Threatened Birds Make Sudden Reappearance On LA Beaches
A western snowy plover nest and eggs on Santa Monica State Beach. April 27, 2017. (Chris Dellith/U.S. Fish and Wildlife Service/Flickr)

LOS ANGELES ( – A small, rare shorebird that has not been seen on the Los Angeles coastline for 68 years is suddenly back in the region.

The western snowy plover has been discovered nesting on several Los Angeles County beaches since April, the U.S. Fish and Wildlife Service reported Monday.

Nests for the six-inch plover were found on Santa Monica Beach (April 18), Dockweiler State Beach (April 27) and Malibu Lagoon State Beach (April 27 and May 4). Biologists placed wire cages around the nests to keep them safe.

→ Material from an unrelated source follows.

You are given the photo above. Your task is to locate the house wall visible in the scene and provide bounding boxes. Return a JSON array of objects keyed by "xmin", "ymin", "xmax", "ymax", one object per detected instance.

Prior to these discoveries, a western snowy plover had not been seen nesting in the county since 1949 in Manhattan Beach, USFWS said.

The plover's worldwide population was estimated at 1,800 as of 2016. It is listed as threatened under the Endangered Species Act.

"This is a sign that, against all odds, western snowy plovers are making a comeback, and we really need the cooperation of beachgoers to help give them the space they need to nest and raise their young," senior USFWS biologist Chris Dellith said in a statement.

The plover can be found from Baja California, Mexico, all the way to Washington state. Its nesting season runs from March to September. They lay their eggs in "small depressions" in beach sand, USFWS reports.